Figure 2. Mutation analysis.

(A). DNA sequence chromatogram analysis. DNA sequence chromatograms of the unaffected members (top) and affected members (bottom) in a family with autosomal dominant total cataracts. A single base alteration of C > A transversion in exon 2 causes a conservative substitution of Pro to Thr at codon 88 (p.P88T). (B). Multiple protein sequence alignments. Multiple-sequence alignment of Cx50 from different species and Cx family members (Cx43, Cx40) from human revealed that codon 88, where the mutation (p.P88T) occurred, was located within a highly conserved region. The “mut.” sequence indicates the sequence with the mutation detected in this family.

Figure 3. Schematic diagram of Cx50 reported mutations.

Schematic diagram of Cx50 protein containing all reported human mutations associated with cataracts. The identified mutation in this study is marked with red arrow.

Figure 4. Distinct protein localization patterns of p.P88T mutation.

(A, B). Immunofluorescent imaging of Cx50-Flag and EGFP (control) showing transiently transfected 293 cells (A) and HLE cells (B) with Cx50-WT, p.P88T mutant, and pSin EGFP backbone plasmids (control). Cells were immunostained with anti-Flag monoclonal antibody. DAPI shows nuclear DNA staining. Arrows mark the accumulation of the mutant protein in the cytoplasm and plasma membrane. (C, D). Immunofluorescent imaging of EGFP fusion proteins showing transiently transfected 293 cells (C) and HLE cells (D) with Cx50-WT p.P88T mutant, and pEGFPc1 backbone plasmids (control). DAPI shows nuclear DNA staining.

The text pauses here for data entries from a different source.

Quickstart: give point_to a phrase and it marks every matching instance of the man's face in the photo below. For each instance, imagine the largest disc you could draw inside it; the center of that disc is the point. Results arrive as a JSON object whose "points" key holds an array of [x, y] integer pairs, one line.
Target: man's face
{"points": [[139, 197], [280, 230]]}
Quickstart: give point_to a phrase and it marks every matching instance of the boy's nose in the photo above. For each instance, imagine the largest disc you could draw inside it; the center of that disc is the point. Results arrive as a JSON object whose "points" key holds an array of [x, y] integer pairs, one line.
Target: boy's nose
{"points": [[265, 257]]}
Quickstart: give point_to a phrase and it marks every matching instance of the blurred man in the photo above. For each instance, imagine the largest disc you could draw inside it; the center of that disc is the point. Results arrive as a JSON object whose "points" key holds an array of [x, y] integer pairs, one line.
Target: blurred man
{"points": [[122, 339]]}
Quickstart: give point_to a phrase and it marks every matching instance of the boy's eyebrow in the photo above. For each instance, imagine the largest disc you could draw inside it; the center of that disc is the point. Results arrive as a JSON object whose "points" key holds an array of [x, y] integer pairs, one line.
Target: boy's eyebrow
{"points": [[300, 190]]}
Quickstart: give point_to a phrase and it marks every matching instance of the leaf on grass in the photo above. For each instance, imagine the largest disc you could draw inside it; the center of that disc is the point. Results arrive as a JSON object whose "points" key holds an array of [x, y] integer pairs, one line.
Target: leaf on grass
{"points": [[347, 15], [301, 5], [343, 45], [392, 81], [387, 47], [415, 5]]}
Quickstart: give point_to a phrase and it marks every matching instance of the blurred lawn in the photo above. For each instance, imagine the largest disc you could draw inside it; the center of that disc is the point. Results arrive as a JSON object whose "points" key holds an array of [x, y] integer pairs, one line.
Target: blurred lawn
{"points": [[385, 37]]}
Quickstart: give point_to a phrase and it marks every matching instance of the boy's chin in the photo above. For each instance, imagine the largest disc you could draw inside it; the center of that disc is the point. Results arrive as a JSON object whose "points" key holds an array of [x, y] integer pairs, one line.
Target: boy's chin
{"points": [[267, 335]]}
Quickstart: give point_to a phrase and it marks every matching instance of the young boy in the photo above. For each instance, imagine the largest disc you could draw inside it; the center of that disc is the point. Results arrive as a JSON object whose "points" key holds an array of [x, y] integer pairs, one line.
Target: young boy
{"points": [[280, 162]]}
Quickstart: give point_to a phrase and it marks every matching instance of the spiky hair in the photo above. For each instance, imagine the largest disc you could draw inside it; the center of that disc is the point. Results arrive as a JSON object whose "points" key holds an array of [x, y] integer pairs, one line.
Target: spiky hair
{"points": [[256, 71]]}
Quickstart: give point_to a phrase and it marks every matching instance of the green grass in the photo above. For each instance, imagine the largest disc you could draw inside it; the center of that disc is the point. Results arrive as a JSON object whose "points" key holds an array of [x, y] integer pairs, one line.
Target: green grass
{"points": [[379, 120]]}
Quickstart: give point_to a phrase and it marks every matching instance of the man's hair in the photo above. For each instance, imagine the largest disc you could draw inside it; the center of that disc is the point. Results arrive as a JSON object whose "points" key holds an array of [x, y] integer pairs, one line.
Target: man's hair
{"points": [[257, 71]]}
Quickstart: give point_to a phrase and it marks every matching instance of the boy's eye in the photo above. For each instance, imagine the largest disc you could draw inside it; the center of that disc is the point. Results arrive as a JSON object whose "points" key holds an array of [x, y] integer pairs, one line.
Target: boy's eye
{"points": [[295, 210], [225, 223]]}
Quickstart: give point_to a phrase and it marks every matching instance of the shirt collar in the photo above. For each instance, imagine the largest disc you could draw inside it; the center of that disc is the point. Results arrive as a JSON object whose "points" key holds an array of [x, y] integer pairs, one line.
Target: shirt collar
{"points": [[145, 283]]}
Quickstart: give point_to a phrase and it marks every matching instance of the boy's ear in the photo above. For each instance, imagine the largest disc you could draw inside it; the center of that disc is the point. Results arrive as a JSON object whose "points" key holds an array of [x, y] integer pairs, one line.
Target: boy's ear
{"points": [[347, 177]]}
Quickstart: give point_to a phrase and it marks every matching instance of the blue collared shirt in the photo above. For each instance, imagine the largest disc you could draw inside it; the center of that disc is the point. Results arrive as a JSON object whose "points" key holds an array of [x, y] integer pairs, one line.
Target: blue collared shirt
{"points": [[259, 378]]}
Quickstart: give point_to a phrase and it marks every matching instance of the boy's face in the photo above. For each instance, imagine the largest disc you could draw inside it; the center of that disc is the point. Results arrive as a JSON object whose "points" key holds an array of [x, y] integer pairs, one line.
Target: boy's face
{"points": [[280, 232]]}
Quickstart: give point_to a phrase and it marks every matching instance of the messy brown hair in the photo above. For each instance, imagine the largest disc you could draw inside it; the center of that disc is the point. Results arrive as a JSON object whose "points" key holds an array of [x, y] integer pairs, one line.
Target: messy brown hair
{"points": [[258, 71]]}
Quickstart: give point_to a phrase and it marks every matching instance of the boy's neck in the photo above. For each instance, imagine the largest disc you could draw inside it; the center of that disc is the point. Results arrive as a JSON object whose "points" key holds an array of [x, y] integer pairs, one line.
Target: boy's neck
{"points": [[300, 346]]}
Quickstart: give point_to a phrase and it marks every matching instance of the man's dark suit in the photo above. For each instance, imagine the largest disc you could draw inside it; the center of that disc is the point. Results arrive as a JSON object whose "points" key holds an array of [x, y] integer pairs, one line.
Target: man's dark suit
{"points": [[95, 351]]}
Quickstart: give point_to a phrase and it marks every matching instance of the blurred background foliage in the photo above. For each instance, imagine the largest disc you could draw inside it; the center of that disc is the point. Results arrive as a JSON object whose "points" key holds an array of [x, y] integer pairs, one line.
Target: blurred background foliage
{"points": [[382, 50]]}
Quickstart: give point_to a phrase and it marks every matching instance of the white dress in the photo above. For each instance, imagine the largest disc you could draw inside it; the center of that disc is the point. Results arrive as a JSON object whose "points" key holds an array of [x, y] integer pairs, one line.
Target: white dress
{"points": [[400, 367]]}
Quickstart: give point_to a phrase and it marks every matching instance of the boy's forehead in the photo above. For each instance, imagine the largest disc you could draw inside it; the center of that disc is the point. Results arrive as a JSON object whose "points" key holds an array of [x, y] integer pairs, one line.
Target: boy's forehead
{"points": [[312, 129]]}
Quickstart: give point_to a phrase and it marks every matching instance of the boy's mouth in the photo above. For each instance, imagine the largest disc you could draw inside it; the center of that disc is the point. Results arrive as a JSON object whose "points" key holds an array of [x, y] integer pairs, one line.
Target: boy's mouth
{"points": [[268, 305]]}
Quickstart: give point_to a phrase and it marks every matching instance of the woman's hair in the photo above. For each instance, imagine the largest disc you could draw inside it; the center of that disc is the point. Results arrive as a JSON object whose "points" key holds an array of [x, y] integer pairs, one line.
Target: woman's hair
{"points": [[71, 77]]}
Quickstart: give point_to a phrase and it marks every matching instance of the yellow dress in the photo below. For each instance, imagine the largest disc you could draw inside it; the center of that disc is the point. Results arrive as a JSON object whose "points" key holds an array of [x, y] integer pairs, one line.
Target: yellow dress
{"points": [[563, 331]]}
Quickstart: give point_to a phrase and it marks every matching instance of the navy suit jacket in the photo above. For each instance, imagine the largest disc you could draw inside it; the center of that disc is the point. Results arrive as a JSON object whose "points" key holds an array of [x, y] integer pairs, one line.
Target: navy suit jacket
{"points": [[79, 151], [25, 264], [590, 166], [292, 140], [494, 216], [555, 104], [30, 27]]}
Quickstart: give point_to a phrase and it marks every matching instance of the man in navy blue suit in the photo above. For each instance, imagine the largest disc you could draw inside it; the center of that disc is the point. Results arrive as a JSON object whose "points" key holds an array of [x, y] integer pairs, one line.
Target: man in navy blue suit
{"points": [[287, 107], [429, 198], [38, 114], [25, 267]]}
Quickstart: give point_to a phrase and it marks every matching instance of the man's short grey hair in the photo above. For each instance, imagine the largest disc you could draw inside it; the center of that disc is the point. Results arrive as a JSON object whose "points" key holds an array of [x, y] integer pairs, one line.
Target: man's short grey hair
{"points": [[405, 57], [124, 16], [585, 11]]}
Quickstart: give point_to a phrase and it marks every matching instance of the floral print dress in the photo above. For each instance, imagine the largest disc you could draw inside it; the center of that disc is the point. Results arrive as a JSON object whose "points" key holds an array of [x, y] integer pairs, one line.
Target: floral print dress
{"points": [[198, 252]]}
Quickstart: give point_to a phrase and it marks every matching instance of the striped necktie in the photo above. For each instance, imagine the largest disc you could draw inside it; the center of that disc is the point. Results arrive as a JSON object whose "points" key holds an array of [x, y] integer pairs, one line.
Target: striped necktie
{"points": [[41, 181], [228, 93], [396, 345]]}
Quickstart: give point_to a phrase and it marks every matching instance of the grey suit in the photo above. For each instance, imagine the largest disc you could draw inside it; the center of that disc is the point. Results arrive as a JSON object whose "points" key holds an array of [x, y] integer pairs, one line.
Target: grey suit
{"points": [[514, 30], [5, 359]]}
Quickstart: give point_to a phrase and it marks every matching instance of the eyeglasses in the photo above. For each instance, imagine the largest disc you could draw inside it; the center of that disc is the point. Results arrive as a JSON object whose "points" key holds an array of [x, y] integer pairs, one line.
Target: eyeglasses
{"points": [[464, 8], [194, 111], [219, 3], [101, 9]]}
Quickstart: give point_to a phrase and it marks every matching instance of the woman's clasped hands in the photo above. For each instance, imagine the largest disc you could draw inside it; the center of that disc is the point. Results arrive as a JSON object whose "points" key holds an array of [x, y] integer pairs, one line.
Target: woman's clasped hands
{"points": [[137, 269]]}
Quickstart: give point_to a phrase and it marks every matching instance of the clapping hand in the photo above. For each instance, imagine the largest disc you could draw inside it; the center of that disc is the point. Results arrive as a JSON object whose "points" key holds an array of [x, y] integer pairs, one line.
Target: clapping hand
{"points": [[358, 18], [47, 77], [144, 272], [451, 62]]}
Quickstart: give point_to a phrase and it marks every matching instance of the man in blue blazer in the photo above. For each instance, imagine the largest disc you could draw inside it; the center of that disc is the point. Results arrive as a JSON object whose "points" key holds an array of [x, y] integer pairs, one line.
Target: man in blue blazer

Figure 5. Much higher expression level of p.P88T mutant protein.

Western blotting for Cx50 and EGFP (control). The blots were probed with the anti-Flag antibody. Only two groups of cells produced a protein band, which includes about 60 kDa, 50 kDa, 43 kDa. No band was detected in the EGFP control.

Figure 6. A positive effect of p.P88T mutant protein on cell growth.

(A, B). Colony size of 293 cells with stable ectopic overexpression of Cx50. Stable ectopic overexpression of p.P88T mutated Cx50 led to a much larger cell colony when compared with wild-type control.